Walmart $WMT has Wall Street’s attention – and it’s pushing the retailer’s stock to an all-time high.
Shares of Walmart increased slightly to $67 a share after the big box retailer received an upgraded rating from analysts and price target hikes.
On Monday, JPMorgan $JPM upgraded Walmart’s rating from Neutral to Overweight, and also lifted the firm’s price target from $66 to $81 a share.
The adjustment was largely due to Walmart’s “strong balance of defense and offense” against a softer consumer backdrop and a highly uncertain second half of 2024, the bank added.
Last week, Walmart held its annual shareholder meeting that boasted a bullish tone among investors, who said they expect the retailer to continue gaining market share and generating double-digit earnings and profit growth.

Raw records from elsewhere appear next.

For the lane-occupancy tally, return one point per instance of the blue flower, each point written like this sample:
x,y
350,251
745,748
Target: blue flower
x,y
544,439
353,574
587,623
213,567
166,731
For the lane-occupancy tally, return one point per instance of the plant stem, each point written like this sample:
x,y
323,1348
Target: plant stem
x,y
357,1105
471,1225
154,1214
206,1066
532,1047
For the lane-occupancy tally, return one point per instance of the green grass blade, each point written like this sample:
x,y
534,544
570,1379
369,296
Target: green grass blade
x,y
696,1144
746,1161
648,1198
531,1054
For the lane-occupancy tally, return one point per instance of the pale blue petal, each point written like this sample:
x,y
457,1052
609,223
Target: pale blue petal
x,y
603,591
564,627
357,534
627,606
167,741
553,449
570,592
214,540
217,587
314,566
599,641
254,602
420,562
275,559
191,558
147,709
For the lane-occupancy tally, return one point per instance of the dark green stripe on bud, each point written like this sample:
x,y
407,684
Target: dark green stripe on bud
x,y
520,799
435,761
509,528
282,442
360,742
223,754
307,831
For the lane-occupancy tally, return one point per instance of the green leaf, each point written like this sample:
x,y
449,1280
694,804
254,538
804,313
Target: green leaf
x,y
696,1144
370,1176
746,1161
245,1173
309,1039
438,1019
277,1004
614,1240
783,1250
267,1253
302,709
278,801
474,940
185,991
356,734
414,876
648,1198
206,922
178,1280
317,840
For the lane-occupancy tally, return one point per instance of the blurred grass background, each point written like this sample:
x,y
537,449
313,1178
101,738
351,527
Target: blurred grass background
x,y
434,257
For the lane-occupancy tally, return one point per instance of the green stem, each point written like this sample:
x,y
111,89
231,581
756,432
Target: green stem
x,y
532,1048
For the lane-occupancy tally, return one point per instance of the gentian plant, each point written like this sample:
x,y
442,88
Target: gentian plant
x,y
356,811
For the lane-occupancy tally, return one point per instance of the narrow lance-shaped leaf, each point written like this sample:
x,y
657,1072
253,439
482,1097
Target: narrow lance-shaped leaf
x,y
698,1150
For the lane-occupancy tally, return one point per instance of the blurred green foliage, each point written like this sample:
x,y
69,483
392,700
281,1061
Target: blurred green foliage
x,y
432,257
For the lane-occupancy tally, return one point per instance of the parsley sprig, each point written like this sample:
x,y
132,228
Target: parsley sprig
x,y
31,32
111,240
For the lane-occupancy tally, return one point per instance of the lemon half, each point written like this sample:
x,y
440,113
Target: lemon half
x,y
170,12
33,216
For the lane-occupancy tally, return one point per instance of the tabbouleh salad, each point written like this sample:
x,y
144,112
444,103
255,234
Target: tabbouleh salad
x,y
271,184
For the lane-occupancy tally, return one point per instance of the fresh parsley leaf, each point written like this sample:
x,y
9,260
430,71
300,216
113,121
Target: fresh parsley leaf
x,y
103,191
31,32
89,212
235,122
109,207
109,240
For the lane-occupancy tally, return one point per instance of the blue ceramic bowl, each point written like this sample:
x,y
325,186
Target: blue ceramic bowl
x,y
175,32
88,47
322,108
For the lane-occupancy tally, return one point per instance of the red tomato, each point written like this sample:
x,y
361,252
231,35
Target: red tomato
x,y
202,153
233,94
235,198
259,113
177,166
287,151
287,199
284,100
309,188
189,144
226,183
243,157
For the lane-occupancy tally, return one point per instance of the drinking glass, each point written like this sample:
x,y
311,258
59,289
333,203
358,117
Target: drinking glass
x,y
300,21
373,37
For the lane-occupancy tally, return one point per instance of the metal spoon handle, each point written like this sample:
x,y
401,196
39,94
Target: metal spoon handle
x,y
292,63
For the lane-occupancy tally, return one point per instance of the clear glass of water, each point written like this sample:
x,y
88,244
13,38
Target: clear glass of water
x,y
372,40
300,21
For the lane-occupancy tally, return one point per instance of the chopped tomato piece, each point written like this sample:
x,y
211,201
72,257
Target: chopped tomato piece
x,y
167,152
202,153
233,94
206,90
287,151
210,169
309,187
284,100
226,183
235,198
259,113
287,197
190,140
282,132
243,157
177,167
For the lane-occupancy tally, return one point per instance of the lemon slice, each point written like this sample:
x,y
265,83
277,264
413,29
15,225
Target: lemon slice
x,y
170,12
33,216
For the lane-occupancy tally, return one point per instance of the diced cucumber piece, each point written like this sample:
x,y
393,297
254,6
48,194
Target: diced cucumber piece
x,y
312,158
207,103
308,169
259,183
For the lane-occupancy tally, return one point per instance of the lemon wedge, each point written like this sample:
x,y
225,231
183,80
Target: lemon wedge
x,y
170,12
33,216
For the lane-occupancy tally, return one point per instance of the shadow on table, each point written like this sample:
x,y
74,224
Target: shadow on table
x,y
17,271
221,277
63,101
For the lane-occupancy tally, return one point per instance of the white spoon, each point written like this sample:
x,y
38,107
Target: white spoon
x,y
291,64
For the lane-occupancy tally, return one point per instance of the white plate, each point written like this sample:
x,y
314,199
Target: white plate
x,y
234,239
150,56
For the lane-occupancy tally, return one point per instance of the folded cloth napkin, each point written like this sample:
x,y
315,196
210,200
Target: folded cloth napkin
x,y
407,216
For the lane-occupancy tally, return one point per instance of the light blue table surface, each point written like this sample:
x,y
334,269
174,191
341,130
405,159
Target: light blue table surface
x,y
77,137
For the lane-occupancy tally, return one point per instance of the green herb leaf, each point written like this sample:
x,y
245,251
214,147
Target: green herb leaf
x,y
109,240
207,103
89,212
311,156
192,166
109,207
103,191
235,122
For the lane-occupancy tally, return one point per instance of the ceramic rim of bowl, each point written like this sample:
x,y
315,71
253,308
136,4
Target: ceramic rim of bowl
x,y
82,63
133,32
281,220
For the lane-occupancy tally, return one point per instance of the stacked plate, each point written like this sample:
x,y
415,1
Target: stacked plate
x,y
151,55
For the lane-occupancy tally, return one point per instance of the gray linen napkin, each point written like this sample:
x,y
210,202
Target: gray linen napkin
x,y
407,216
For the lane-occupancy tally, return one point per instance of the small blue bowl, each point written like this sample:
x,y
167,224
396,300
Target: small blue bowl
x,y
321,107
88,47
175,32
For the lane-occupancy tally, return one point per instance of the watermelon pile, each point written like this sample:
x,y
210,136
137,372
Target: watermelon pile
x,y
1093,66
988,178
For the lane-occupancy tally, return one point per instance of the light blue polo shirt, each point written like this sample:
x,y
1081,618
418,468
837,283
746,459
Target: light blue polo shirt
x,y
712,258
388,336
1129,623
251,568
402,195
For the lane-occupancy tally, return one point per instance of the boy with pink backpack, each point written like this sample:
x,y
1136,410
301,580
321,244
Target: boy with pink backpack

Walmart is likely to benefit as shoppers continue to lean on the retailer’s general merchandise offerings, analysts said, citing top-line tailwinds in the U.S., including value-oriented consumers and grocery reflation — a period when prices decline due to weak demand. Walmart also stands to get a boost from its additional profit pools, including advertising, its online marketplace which hosts third-party sellers, and its fulfillment services, they added.
Moreover, analysts said they feel their estimates are “beatable” and that there is an under-appreciated inflection in Walmart’s profitability as it relates to the company’s international business.